The Supreme Court on Friday temporarily invalidated Michigan's new ban on straight-ticket voting. The court let stand lower court rulings that blocked the ban from going into effect.
The straight-ticket option allows voters to cast their ballots for all candidates of one party with a single mark.
Last January, the Republican-controlled Legislature in Michigan voted to ban the straight-ticket option, which was first enacted 125 years ago and is popular particularly among black urban voters as well as in some heavily Republican areas.
In July, a federal judge temporarily blocked the ban from going into effect, saying it would create longer lines and disproportionately affect black voters. A federal appeals court refused a request to block the lower court order, and Republican state officials appealed to the Supreme Court asking the justices to let the law go into effect.

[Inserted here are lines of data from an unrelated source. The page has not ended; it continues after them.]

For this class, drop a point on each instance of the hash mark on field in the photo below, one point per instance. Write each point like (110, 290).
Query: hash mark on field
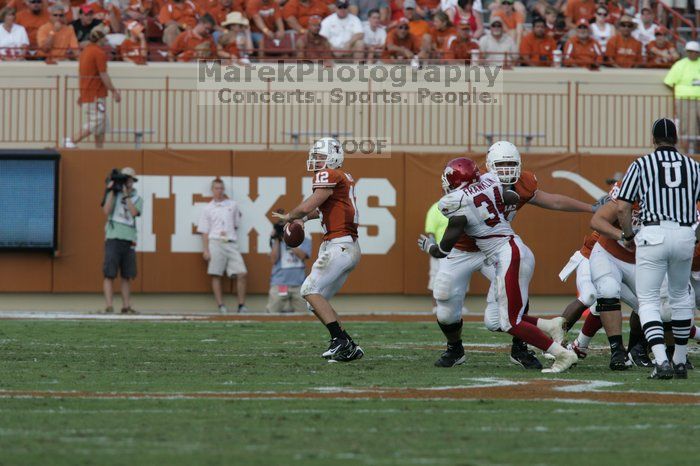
(575, 391)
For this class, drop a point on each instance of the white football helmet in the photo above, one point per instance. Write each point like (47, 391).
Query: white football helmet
(503, 159)
(325, 153)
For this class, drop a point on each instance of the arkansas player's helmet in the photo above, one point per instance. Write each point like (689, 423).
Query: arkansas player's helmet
(503, 159)
(459, 173)
(325, 153)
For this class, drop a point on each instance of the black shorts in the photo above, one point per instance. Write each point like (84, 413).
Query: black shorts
(120, 256)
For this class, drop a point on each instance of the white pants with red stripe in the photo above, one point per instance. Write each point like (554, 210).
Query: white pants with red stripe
(515, 265)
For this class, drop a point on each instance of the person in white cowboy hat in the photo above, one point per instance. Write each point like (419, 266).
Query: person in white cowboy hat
(683, 79)
(236, 42)
(121, 206)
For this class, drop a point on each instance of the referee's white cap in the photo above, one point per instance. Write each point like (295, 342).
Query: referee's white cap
(692, 46)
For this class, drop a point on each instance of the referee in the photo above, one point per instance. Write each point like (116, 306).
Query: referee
(666, 184)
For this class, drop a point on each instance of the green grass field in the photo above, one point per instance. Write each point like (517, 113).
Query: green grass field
(213, 393)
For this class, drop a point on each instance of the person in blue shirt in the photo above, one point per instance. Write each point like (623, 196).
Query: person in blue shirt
(288, 273)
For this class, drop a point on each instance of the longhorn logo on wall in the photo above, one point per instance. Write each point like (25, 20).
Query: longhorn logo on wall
(189, 191)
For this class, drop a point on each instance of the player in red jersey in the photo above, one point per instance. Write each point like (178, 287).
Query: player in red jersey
(333, 201)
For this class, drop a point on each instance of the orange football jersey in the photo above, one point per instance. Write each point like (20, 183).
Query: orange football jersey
(339, 215)
(612, 246)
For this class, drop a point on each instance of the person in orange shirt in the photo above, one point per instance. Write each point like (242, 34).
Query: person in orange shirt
(537, 47)
(56, 39)
(661, 52)
(95, 84)
(582, 50)
(576, 10)
(623, 50)
(195, 43)
(442, 34)
(133, 49)
(297, 13)
(461, 48)
(32, 18)
(401, 44)
(512, 20)
(177, 16)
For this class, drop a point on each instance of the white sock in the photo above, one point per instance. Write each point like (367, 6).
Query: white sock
(680, 354)
(555, 349)
(659, 353)
(583, 340)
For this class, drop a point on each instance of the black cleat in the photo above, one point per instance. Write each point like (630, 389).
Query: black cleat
(619, 361)
(639, 356)
(662, 371)
(453, 356)
(351, 355)
(337, 347)
(523, 357)
(680, 371)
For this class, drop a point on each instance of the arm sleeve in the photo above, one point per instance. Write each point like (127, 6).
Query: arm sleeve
(629, 188)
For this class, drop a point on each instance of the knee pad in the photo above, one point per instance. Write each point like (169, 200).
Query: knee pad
(608, 305)
(607, 287)
(442, 287)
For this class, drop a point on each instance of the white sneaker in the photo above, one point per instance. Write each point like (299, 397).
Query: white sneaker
(554, 328)
(562, 362)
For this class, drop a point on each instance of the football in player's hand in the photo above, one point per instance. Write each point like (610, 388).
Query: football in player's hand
(293, 234)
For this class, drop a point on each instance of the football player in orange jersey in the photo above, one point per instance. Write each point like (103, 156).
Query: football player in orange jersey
(452, 280)
(333, 201)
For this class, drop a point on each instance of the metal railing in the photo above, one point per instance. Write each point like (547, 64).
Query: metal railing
(571, 117)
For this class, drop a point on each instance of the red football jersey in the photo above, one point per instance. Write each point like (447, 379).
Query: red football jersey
(339, 215)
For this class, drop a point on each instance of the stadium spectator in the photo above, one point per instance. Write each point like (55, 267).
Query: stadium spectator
(56, 39)
(576, 10)
(512, 20)
(661, 52)
(297, 13)
(536, 47)
(601, 30)
(95, 84)
(344, 32)
(85, 23)
(121, 208)
(463, 46)
(582, 50)
(497, 47)
(177, 16)
(218, 224)
(646, 29)
(362, 9)
(623, 50)
(466, 10)
(312, 45)
(288, 272)
(374, 35)
(32, 19)
(133, 49)
(13, 37)
(196, 43)
(401, 44)
(235, 43)
(683, 79)
(442, 34)
(266, 21)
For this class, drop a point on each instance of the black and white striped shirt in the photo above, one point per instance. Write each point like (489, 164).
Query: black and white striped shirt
(667, 185)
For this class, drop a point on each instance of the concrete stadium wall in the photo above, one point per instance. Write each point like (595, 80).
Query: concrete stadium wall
(576, 110)
(393, 195)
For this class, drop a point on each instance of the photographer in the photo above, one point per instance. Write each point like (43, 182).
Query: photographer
(121, 206)
(288, 272)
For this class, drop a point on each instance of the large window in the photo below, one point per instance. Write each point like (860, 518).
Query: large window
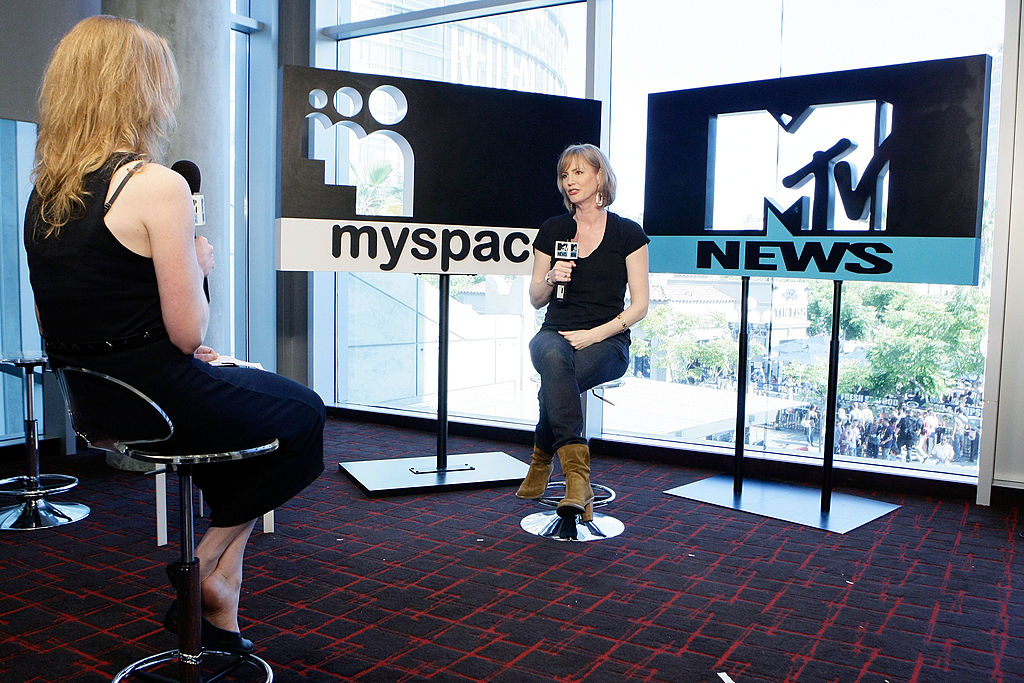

But the high court refused to intervene, over the objections of the court's two most conservative justices — Clarence Thomas and Samuel Alito. So Michigan voters, at least for this year's elections, will be able to cast straight party votes.
Currently 40 states ban the straight-ticket option. And Friday's Supreme Court action is not necessarily the final word on the subject.
So far this fall, the court has consistently followed the practice of refusing to intervene in election disputes so close to the November ballot. That has resulted in a number of victories for civil rights groups because they have prevailed in the lower courts. Still waiting for resolution is an appeal of a decision that went the other way, in favor of new restrictions on early voting in Ohio.